Review of A Chilling Night of One Acts at PPA Alumni Theatre Company

    These plays had a short run earlier in October, but I enjoyed them and want to let folks know about them so you can catch them the next time they come around or the next time you get a chance to see something by these playwrights or certainly the next time you get a chance to see a PPA Alumni Theatre Company production.

    Called A Chilling Night of One Acts, the two were sort of an anticipation of Halloween soon to come.

    Obviously from the title, e.k. doolin’s “Waiting for Hecate” is delightfully stuffed with references to things theatrical and otherwise. Unlike that other Waiting, this one has three characters, not just two. They are women, not men. They do not appear to be tramps. 

    We know more about Hecate than about Godot. She was one of the Olympian goddesses, variously associated with crossroads, entrance-ways, night, light, magic, protection from witchcraft, the Moon, knowledge of herbs and poisonous plants, graves, ghosts, necromancy, and sorcery. Shakespeare found her useful in the more limited form of his day, discarding the positive aspects, as the object of worship of the witches in Macbeth  and similar references in A Midsummer Night’s Dream and Lear. I suspect that this is the Hecate that the play’s women are waiting for, in part because one of the women is named “Malkie” and one “Paddy,” which somewhat echo two of Macbeth’s witches, “Graymalkin” and “Paddock,” and they all obey Hecate. 

    For the third woman, Harper, I have found no Shakespearean relevance, but, at least in the Alumni production, she seems the smartest of the three and is surrounded by books and is reading one of them, Macbeth. Paddy’s intellectual interests take a while to develop as she is concentrating initially on chewing gum and on annoying Harper’s attempts to read by popping the gum as loudly as possible. Malkie, patting her hair and hairpieces around her, wants to have a cat. Wants to be a cat. Maybe she becomes one by the end. If these three waiting for Hecate are also witches, she seems to be the most likely to be one. Or at least a witch’s cat. But very gentle and sleeping a lot.

    As Malkie sleeps, Paddy insists on talking, and Harper puts her book down. They are interesting to listen to as they discuss witches, good witches and bad witches and demons and the Piasa Bird and Mark Twain. And as they talk, Paddy more than holds her own in the conversation, growing more knowledgeable, it would seem, even more intelligent. They are almost as good as Vladimir and Estragon at keeping themselves, and us, entertained, thanks to the cleverness of their two playwrights, e.k. doolin and Samuel Beckett.

    Did Hecate reward their waiting? Maybe, maybe not. Who’s to say?

    Director Rachel Tibbetts guided the actors, Summer Baer as Malkie, Autumn Hales as Harper, and Katie Leemon as Paddy, perched on large plinth-like boxes, to their rich performances, with costumes designed by Liz Henning and lighting by Technical Director Michael Musgrave-Perkins.

    The second one-act, “The Privilege of Being Second,” by Eric Satterfield & David Nonemaker, must be discussed with care because of the great risk of spoilers.

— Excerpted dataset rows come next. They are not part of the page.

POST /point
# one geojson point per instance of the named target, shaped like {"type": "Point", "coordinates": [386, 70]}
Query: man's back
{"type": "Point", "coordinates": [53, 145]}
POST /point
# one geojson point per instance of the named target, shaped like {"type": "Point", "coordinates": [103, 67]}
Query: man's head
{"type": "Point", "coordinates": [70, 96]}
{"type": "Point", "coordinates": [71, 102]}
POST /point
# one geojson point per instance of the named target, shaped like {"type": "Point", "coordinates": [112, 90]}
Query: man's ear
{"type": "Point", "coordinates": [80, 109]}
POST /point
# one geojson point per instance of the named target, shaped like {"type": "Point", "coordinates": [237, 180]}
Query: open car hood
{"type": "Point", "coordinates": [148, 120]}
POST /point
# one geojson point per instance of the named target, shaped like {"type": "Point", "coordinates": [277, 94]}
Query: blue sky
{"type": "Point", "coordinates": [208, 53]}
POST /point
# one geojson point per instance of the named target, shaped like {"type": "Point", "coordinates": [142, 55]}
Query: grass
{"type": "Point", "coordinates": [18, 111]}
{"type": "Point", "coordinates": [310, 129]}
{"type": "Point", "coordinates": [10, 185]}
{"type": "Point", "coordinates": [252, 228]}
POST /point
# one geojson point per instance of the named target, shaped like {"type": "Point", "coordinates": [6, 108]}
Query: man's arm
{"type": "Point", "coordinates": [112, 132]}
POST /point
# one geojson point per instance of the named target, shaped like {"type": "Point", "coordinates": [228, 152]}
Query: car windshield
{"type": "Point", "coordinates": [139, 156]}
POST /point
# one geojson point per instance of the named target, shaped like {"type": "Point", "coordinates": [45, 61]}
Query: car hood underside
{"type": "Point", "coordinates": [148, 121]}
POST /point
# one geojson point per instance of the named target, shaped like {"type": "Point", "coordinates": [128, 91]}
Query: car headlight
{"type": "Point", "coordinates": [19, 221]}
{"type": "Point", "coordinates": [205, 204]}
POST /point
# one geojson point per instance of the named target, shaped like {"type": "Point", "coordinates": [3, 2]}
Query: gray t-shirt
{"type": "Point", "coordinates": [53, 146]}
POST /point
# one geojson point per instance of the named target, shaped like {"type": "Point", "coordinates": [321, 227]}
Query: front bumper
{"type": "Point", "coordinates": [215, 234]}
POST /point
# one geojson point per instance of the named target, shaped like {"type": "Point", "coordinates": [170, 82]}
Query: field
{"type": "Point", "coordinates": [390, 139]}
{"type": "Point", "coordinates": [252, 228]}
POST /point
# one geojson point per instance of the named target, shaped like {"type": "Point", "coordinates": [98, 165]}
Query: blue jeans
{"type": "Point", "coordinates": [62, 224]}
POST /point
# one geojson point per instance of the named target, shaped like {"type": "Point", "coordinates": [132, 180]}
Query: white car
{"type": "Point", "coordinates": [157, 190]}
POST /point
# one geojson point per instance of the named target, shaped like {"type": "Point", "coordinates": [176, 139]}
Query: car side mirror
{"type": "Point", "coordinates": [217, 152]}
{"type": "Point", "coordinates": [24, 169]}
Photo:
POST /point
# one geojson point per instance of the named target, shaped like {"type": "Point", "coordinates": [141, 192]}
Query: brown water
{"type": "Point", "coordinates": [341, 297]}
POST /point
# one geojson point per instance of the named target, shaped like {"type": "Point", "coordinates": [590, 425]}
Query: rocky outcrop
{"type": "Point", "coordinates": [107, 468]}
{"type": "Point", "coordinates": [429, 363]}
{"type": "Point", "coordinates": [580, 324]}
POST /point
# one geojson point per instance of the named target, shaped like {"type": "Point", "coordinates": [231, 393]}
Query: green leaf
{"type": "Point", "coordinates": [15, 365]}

    The play is set in a city (or country) that has passed a law that families may have only one son. If they have a second, that child must be yielded to the government, to what fate is not clear. As the tension builds, that fate might be death, and perhaps also the death of the parents. Camille and John Winter have a second son. He is now of high-school age, but he has never left the house. If this strains credulity, trust the playwrights and the actors to help you suspend your disbelief for the length of the play, though you may be asking questions later. 

    LaWanda Jackson and Eric Satterfield played the parents, very loving parents, carefully providing an education for Alexander Huber’s Reese and a comfortable and fulfilling life. While envious of his older brother Wyatt, played with some brotherly care and concern by Andre Eslamian, Reese is less resentful than one might expect. Satterfield doubles – sort of – as Lt. Elliot Graham of the local police, come to check up on the rumors that a second son has been spotted at the Winter residence. This reinforces the need for Reese to be doubly careful of what he does. 

    Coincidentally, Albion Theatre just opened Mindgame, another play mined with spoilers that turns everything upside down at the end. It, too, makes for fascinating theatre and, afterwards, for pleasure in picking out the holes you now see in its logic.

    Satterfield directed, as well as wrote and acted in, “The Privilege of Being Second,” carefully guiding the actors and us around the holes. Summer Baer was the Stage Manager, Liz Henning again the Costume Designer, and Michael Musgrave-Perkins again the Lighting Designer and Technical Director. Ryan Lawson-Maeske was the Fight Choreographer and Rachel Tibbetts the Intimacy Coordinator.

    I always appreciate companies finding room for a couple of good one-acts.